ALS-TDI recently teamed up with Denali Therapeutics in a study of wearable devices that could be used as goals, or endpoints, in clinical trials of new drugs.

One big challenge to developing drugs to treat the neurodegenerative disease amyotrophic lateral sclerosis, or ALS, is the method of measuring progression of the disease, and the effectiveness of new drugs. The current test is based on a questionnaire.

“It’s not very sensitive and not very quantitative.
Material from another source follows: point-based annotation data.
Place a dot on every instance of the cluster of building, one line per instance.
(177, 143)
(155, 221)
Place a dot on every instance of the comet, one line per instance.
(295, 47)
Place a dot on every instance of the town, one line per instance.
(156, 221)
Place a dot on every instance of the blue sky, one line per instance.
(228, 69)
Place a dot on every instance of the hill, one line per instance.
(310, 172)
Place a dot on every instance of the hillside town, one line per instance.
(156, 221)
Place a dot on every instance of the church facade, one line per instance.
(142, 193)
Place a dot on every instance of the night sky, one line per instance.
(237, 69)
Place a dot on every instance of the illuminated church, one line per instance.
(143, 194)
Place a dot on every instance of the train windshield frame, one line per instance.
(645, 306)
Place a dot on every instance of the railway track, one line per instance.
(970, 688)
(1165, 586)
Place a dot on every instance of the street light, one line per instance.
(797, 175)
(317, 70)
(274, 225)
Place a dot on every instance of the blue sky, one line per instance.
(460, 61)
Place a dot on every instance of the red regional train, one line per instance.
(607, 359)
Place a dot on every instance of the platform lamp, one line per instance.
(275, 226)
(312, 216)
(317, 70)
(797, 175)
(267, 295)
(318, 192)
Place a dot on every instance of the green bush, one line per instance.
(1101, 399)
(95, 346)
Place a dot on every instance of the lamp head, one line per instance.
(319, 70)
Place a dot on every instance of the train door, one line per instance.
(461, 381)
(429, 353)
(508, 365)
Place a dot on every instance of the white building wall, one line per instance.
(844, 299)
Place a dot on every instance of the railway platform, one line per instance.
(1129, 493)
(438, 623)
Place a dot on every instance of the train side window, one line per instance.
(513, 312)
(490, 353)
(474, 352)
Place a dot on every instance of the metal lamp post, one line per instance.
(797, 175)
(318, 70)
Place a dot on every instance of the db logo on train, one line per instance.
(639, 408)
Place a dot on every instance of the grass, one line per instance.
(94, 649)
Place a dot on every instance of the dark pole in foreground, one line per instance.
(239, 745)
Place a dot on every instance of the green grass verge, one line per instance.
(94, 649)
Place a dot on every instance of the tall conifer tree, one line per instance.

It’s kind of subjective,” said Steve Perrin, CEO of the Cambridge nonprofit biotech ALS Therapy Development Institute.

Recently, ALS-TDI teamed up with South San Francisco biotech Denali Therapeutics in a study of other ways of measuring the severity of the disease that could be used as goals, or endpoints, in clinical trials of new experimental drugs designed to treat ALS. The aim of the collaboration is to prove to the FDA that the use of certain wearable devices that measure a patient’s movements to within a one-hundredth of a second can be used in conjunction with the commonly used ALSFRS-R questionnaire to speed up trials and enable them to be smaller.

It was in 2014 that ALS-TDI launched a Precision Medicine Program thanks to money it received from the wildly successful Ice Bucket Challenge. The program has provided wearables, called accelerometers, to patients and tracks how their movements change as the disease changes. Perrin said that as of last week, the trial had enrolled about 270 patients, but that many more are needed to prove a correlation between accelerometer data and the disease with enough statistical significance to satisfy the FDA.

The collaboration with Denali, which launched last year with plans to develop drugs for ALS as well as Alzheimer’s and Parkinson’s disease, is expected to speed up that trial significantly. Perrin said he hopes to enroll another 300 patients by the end of the year, and to have enough data by this time next year to give initial results. He expects that many more patients beyond even that will be needed for the trial.

If successful, however, the use of accelerometers would provide a much more reliable way of testing drugs for the disease, and ultimately persuade more biotechs to pursue drug development programs in ALS.

“Translating potential treatments for ALS from the lab to clinical trials is a crucial step in solving the huge unmet patient need in ALS,” said Perrin in a statement. “The discovery and development of sensitive endpoints of disease progression may help accelerate all ALS clinical trials. This collaboration is a great example of how we are working with leading companies to do so, while at the same time identifying the most exciting treatments to put into clinical trials.”

Biogen (Nasdaq: BIIB), Voyager Therapeutics (Nasdaq: VYGR) and Yumanity Therapeutics are some of the better-known biotechs here in Cambridge eyeing potential treatments for ALS, though only Biogen has its drug in early-stage clinical trials. The neurodegenerative disease affects about 30,000 Americans, most of whom live an average of two to five years after diagnosis. There is only one FDA-approved treatment shown to extend survival by two to three months, but no cure.

Editor's note: This story was updated at 1:30 p.m. to correct the fact that Biogen has begun a Phase 1 trial of its drug for ALS.